The code in line 95 through 102 ensures that the channel works well with early media start, when the logical channels are started before the called endpoint sends CONNECT. It might well happen that we would send the first few seconds of the WAV file and the other party would not hear them. To avoid this, we check (line 95) whether the H.323 connection is established and if it is not, we fill the buffer with silence (zero bytes) instead of the actual file data. We naturally have to do the required steps, i.e. set lastReadCount (line 99) and take care of proper timing (line 100). We return from the method with true in line 101 — the remaining part of the method will only be executed when the connection is established.
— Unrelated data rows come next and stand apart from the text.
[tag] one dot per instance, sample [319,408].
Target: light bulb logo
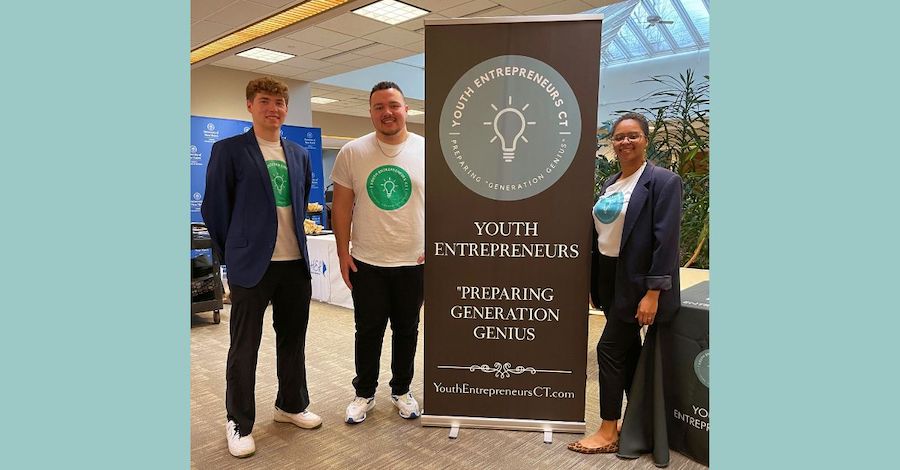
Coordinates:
[509,126]
[389,187]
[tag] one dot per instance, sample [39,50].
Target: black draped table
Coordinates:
[668,407]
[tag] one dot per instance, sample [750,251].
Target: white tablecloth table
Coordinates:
[327,283]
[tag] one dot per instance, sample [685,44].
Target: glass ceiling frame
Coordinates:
[629,14]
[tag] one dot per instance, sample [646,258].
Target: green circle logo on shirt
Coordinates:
[510,127]
[389,187]
[281,185]
[701,367]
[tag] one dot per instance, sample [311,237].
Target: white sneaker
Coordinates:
[408,406]
[305,419]
[357,409]
[239,446]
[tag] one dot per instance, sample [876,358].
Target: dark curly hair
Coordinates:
[645,126]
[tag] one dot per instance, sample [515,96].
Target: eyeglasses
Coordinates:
[631,137]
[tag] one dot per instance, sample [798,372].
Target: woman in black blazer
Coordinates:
[634,269]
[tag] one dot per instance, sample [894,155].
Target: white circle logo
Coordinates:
[510,127]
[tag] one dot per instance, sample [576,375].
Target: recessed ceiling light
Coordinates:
[390,11]
[265,55]
[271,24]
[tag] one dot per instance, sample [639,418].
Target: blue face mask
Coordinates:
[609,206]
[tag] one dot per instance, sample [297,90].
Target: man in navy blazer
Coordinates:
[257,188]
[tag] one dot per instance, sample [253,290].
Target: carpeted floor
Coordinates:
[384,440]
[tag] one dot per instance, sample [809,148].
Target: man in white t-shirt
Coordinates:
[379,210]
[257,188]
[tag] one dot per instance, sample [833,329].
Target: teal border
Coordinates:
[804,250]
[95,273]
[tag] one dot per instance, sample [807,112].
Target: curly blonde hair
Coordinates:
[267,85]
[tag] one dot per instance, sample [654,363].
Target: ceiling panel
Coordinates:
[320,37]
[305,63]
[395,36]
[353,44]
[241,13]
[203,32]
[291,46]
[241,63]
[202,8]
[351,22]
[323,53]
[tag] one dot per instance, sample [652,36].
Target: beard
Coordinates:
[390,132]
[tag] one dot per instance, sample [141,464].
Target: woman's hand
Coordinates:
[646,313]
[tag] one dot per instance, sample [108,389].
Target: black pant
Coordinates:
[381,294]
[287,285]
[619,347]
[617,355]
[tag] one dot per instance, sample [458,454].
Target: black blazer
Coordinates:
[239,205]
[649,256]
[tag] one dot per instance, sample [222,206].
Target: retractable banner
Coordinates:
[510,149]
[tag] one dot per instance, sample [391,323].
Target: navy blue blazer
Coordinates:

We read audio data from the file in line 104 and if the read fails, we return false immediately. If the file read operation is successful, we set channel's lastReadCount to the value obtained from wavFile's method LastReadCount() and then (line 108) call the adaptive sleep (lastReadCount/2/8 evaluates to the number of milliseconds that corresponds to the number of samples read from the file, see also 6.1.3 and 6.1.4).
Lines 110–114 take care of the situation when the read operation returns less data then was the required amount (i.e. len). We expect this to happen when we reach the end of the audio file. We want to hang up the H.323 call at this moment, so we call myConnection.ClearCall() in line 113. Note that ClearCall() does not do the whole connection clearing. It only initiates the end of the call and returns, so our Read() method will have time to execute till its end. The call clearing actions are performed in parallel by another thread.
The method ends in line 116 with a statement that returns true if at least one byte was read, conforming to the requirement in pwlib/include/ptlib/channel.h (see also 6.1.3).
The class NullChannel is intended to behave as /dev/null in Unix for writing and as /dev/zero for reading. The source of the class is quite simple and it reuses some code from WavChannel, so we will not describe it in detail.
NullChannel's method Write() is the same as WavChannel::Write(). It ignores all data passed to it, but reports them as successfully written — see 6.1.4 above. NullChannel's method Read() fills the buffer passed to it with silence (zero bytes). Both Read() and Write() use adaptive sleep — please refer to 6.1.3 through 6.1.5.